Which is why, after years of "dry cleaning" my bike and then experimenting with water cleaning, I have gone back to wiping with a rag rather than the soap and water approach. I keep components a long time, and surface rust is the first step to ultimate decay. Don't want it, and if it can easily be avoided, to me that's a good reason to keep the soap and water far away from my bike.


----------



## russotto (Oct 3, 2005)

There must be someone out there who sells stainless steel bolts for those who care. Personally I let them rust.


----------



## cmdrpiffle (Mar 28, 2006)

russotto said:


> There must be someone out there who sells stainless steel bolts for those who care. Personally I let them rust.


Everyone is putting way too much thought into this. There are numerous options to replace every single steel bolt on your bike....every bolt, with either aluminum or titanium bolts. The aluminum can be had in some nice anodized colors as well.


----------



## Mel Erickson (Feb 3, 2004)

cmdrpiffle said:


> Everyone is putting way too much thought into this. There are numerous options to replace every single steel bolt on your bike....every bolt, with either aluminum or titanium bolts. The aluminum can be had in some nice anodized colors as well.

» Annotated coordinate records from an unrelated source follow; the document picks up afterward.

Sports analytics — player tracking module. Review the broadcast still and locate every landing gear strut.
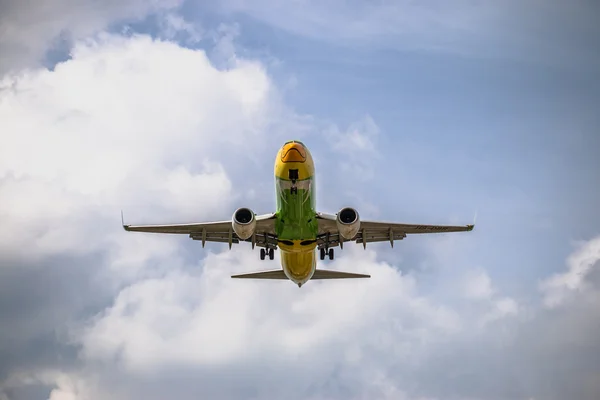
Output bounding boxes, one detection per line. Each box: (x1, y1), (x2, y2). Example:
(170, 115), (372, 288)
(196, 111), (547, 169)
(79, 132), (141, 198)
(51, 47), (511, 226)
(260, 249), (275, 260)
(320, 247), (333, 260)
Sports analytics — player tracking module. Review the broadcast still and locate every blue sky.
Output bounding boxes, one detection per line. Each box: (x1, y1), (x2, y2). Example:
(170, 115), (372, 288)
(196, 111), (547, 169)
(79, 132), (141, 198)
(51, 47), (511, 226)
(0, 0), (600, 400)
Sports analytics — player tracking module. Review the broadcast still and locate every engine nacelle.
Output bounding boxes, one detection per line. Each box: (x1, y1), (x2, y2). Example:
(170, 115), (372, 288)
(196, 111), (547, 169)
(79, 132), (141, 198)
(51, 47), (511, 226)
(335, 207), (360, 240)
(231, 208), (256, 240)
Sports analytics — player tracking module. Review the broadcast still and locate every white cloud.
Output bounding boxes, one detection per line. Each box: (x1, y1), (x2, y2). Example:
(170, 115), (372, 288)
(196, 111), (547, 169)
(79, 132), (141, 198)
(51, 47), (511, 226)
(464, 270), (494, 299)
(540, 237), (600, 308)
(0, 35), (274, 262)
(0, 8), (597, 400)
(0, 0), (181, 75)
(323, 115), (380, 180)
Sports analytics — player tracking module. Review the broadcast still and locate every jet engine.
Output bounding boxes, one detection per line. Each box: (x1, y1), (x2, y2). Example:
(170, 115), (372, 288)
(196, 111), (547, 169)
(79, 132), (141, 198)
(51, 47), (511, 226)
(231, 208), (256, 240)
(335, 207), (360, 240)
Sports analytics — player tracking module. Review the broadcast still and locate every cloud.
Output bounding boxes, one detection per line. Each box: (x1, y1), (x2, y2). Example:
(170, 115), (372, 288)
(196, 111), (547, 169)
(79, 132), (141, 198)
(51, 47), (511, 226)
(540, 237), (600, 308)
(464, 270), (494, 299)
(0, 0), (181, 76)
(0, 7), (600, 400)
(216, 0), (600, 68)
(0, 34), (293, 396)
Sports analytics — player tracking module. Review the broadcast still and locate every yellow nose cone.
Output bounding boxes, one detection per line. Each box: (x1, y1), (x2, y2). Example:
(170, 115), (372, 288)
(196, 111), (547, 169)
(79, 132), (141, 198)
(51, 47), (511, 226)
(281, 142), (306, 162)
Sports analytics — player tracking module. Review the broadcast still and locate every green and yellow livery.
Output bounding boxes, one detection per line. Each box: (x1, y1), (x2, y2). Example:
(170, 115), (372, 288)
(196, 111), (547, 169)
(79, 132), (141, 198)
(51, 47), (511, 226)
(123, 140), (474, 287)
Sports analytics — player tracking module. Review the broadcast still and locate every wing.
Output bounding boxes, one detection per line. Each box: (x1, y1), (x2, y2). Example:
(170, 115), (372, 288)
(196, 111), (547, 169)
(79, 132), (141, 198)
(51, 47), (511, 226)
(317, 213), (474, 248)
(123, 214), (277, 248)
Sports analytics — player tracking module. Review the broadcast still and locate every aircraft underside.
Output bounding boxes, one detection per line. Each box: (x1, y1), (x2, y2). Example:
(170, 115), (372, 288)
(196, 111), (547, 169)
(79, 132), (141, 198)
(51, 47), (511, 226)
(123, 141), (474, 287)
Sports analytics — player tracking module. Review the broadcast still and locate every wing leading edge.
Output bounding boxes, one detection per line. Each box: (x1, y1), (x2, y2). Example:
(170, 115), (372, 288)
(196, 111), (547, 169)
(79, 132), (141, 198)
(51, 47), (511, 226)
(231, 269), (371, 281)
(121, 213), (277, 247)
(317, 213), (475, 248)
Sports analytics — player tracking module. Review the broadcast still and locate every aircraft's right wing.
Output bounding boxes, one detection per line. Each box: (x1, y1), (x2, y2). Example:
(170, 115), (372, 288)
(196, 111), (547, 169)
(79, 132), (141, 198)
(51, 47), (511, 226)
(123, 214), (277, 248)
(317, 213), (474, 248)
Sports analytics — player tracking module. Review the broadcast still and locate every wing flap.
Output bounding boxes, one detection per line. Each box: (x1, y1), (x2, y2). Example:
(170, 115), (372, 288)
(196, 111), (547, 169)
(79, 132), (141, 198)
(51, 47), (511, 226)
(122, 213), (277, 247)
(310, 269), (371, 280)
(231, 269), (288, 279)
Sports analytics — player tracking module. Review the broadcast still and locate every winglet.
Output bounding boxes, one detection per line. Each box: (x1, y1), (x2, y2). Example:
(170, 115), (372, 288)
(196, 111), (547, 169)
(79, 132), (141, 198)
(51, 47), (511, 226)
(467, 211), (477, 231)
(121, 210), (128, 230)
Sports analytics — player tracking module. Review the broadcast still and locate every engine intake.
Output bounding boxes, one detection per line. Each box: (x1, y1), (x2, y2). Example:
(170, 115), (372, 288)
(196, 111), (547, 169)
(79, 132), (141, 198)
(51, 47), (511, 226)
(336, 207), (360, 240)
(231, 207), (256, 240)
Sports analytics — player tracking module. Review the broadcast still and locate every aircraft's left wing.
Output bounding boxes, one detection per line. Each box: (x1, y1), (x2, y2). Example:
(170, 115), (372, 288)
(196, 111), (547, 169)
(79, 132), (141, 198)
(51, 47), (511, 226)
(317, 213), (474, 248)
(123, 214), (277, 248)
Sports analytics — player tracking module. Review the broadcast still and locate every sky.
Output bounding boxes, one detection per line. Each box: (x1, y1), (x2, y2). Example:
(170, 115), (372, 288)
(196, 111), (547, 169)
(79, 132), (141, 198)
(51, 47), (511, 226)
(0, 0), (600, 400)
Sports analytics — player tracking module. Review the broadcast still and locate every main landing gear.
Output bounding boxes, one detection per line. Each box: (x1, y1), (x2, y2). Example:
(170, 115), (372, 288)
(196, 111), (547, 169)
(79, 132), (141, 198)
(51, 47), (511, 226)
(320, 247), (333, 260)
(260, 249), (275, 260)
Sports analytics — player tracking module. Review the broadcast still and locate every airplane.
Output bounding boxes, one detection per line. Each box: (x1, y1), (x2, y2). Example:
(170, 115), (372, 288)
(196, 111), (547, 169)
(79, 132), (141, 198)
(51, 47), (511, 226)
(121, 140), (474, 288)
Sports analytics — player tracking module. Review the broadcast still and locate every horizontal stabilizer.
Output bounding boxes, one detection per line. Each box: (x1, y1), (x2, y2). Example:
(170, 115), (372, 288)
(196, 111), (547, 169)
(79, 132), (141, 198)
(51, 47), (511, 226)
(231, 269), (288, 279)
(311, 269), (371, 280)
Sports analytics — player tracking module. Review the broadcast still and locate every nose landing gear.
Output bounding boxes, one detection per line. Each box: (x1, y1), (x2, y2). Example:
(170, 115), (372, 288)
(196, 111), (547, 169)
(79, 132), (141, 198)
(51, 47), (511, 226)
(320, 247), (333, 260)
(260, 249), (275, 260)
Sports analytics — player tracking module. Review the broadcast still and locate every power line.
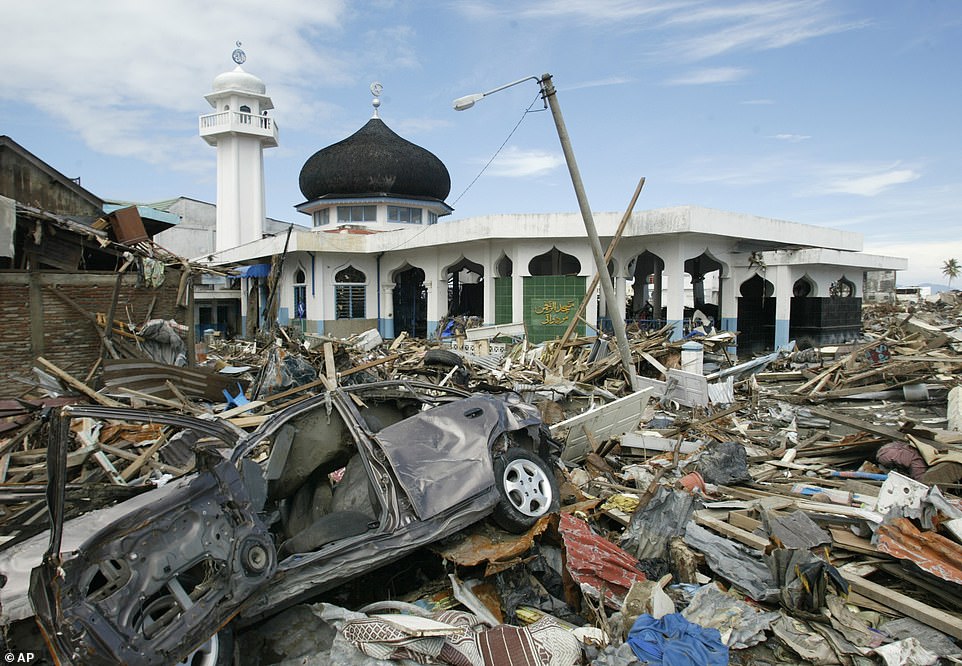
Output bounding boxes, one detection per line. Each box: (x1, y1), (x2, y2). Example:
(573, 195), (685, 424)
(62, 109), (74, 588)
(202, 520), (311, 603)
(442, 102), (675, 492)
(451, 91), (541, 208)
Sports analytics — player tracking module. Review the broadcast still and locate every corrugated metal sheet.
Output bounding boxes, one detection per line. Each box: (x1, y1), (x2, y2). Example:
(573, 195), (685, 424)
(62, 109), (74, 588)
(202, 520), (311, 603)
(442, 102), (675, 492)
(876, 518), (962, 583)
(558, 513), (647, 608)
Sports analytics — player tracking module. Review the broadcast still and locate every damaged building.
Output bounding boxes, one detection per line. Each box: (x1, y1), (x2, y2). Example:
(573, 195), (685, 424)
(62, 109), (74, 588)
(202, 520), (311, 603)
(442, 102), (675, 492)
(0, 136), (202, 378)
(191, 57), (906, 352)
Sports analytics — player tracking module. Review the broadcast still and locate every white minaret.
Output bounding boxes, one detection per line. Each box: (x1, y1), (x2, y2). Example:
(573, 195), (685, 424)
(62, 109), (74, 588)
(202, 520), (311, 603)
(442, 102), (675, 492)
(200, 42), (277, 252)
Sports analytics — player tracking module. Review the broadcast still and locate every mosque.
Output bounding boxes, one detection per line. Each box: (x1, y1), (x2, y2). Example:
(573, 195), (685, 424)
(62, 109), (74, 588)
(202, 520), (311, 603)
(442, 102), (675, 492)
(195, 50), (906, 352)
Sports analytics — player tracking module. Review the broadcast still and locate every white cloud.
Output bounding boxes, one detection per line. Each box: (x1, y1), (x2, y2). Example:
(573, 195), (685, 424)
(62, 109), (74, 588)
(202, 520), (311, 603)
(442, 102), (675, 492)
(561, 76), (634, 92)
(0, 0), (350, 168)
(458, 0), (680, 23)
(817, 169), (922, 197)
(665, 67), (748, 86)
(771, 134), (812, 143)
(666, 0), (864, 61)
(487, 146), (564, 178)
(865, 240), (962, 288)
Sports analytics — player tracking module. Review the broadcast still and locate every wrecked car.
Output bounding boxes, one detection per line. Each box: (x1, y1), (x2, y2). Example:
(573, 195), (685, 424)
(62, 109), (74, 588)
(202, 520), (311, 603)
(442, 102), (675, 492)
(0, 382), (558, 664)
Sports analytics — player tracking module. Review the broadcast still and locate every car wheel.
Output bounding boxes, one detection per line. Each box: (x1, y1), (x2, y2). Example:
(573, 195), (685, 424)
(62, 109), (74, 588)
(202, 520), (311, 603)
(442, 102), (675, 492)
(491, 448), (559, 534)
(177, 625), (234, 666)
(424, 349), (464, 368)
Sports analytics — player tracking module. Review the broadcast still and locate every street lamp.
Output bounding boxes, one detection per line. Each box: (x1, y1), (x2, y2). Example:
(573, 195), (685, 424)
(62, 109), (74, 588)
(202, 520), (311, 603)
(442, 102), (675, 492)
(454, 74), (638, 391)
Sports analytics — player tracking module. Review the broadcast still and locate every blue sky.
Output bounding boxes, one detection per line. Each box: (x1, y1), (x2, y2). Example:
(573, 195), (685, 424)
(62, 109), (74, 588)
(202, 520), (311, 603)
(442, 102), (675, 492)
(0, 0), (962, 284)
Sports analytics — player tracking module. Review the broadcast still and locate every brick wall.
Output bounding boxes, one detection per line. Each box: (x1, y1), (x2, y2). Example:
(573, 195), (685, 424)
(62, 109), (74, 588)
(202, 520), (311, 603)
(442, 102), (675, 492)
(0, 269), (186, 386)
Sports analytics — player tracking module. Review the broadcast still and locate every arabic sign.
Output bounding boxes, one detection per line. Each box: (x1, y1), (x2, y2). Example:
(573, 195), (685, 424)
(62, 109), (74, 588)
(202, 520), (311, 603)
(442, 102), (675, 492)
(532, 301), (575, 326)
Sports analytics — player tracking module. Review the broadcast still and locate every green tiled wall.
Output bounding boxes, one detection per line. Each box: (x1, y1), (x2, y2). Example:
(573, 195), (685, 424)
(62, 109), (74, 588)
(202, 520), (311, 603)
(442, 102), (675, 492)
(523, 275), (586, 344)
(494, 276), (512, 324)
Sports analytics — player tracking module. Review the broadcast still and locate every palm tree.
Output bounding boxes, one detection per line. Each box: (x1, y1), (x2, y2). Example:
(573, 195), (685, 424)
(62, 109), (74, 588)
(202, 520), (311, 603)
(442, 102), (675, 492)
(942, 259), (962, 289)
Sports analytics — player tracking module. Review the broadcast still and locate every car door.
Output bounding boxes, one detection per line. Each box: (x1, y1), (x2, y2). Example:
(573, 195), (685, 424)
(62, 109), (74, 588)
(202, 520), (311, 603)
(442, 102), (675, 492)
(375, 395), (505, 520)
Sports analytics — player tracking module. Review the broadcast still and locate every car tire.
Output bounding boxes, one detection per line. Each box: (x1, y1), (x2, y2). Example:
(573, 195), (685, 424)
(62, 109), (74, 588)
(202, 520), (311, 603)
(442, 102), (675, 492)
(424, 349), (464, 368)
(177, 624), (234, 666)
(491, 448), (559, 534)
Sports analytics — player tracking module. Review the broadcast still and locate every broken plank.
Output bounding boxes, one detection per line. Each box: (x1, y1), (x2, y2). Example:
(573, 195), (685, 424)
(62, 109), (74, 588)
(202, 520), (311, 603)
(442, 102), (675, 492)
(809, 407), (906, 442)
(839, 569), (962, 639)
(214, 400), (267, 419)
(228, 414), (269, 428)
(37, 356), (126, 407)
(338, 354), (400, 377)
(324, 342), (337, 386)
(694, 510), (770, 552)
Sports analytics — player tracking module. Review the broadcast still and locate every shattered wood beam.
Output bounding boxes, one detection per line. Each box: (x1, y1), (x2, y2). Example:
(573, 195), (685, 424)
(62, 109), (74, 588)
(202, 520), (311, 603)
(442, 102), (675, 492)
(37, 356), (126, 407)
(662, 402), (745, 437)
(337, 354), (400, 377)
(548, 176), (645, 368)
(120, 433), (167, 481)
(324, 342), (337, 386)
(809, 407), (906, 442)
(100, 268), (125, 358)
(839, 569), (962, 639)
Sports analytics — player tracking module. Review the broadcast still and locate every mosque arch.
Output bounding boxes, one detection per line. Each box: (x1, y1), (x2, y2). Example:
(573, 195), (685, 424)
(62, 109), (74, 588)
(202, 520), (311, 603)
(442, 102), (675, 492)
(494, 252), (514, 278)
(445, 254), (484, 321)
(292, 265), (307, 319)
(792, 275), (818, 298)
(685, 248), (725, 323)
(528, 247), (581, 275)
(391, 262), (428, 338)
(738, 274), (775, 354)
(626, 250), (665, 327)
(334, 264), (367, 319)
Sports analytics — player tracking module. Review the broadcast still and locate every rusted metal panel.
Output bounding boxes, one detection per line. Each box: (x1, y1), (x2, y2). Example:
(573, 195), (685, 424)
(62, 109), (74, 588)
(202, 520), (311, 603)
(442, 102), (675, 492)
(876, 518), (962, 583)
(558, 513), (647, 608)
(107, 206), (148, 245)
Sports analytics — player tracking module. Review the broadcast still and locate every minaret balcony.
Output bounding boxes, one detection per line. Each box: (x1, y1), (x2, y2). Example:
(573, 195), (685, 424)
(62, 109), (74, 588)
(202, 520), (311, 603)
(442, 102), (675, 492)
(200, 111), (277, 148)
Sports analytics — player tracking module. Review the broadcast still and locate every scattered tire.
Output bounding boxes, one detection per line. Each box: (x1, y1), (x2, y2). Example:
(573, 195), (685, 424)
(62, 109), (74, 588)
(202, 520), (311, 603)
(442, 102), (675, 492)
(424, 349), (464, 368)
(491, 448), (559, 534)
(177, 624), (234, 666)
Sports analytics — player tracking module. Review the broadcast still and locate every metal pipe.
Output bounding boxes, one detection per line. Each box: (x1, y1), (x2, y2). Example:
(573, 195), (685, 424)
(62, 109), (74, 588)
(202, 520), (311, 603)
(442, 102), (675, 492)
(539, 74), (638, 391)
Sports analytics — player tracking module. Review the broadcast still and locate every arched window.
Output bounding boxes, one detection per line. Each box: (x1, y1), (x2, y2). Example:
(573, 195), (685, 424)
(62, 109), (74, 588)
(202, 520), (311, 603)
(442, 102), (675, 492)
(334, 266), (367, 319)
(528, 247), (581, 275)
(294, 268), (307, 319)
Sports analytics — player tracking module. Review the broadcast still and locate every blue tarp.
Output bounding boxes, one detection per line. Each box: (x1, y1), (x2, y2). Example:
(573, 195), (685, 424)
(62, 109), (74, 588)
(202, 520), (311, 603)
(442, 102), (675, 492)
(234, 264), (271, 277)
(627, 613), (728, 666)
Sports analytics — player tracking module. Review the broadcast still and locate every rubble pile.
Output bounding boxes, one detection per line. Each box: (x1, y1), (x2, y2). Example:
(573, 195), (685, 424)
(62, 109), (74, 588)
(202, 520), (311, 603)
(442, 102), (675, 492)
(0, 292), (962, 666)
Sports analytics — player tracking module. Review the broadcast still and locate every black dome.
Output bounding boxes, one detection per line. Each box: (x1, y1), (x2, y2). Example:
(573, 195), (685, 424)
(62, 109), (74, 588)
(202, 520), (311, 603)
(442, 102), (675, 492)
(299, 118), (451, 201)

Alu is for peasants and wimmens. Every man knows Ti is where it's at.


----------



## SROC3 (Jul 20, 2009)

i hear plastic ones work great. not very good for the environment though.


----------



## Glynis27 (Oct 26, 2007)

I cover all my bolt and screw heads with Finishline Cross Country Wet lube. It stays put and those bolts don't even rust in the salt and snow.


----------



## Mr. Versatile (Nov 24, 2005)

When I detail my bike I use a Qtip to put Naval Jelly on or into the bolt head. I leave it on for ~ 5 min, then wipe it out with a clean Qtip. I'm very careful not to get any of the Naval Jelly on painted or anodized surfaces. If the rust is pretty bad it might take more than 1 application. If that still doesn't do it I wrap some steel wool or even fine sandpaper around the Qtip, put it in the chuck of my cordless drill & clean it out that way. Now that it's clean & dry I apply 2 or 3 coats of clear nail polish. That'll last for about a year. If I notice them rusting I do them again immediately, before it gets too bad.


----------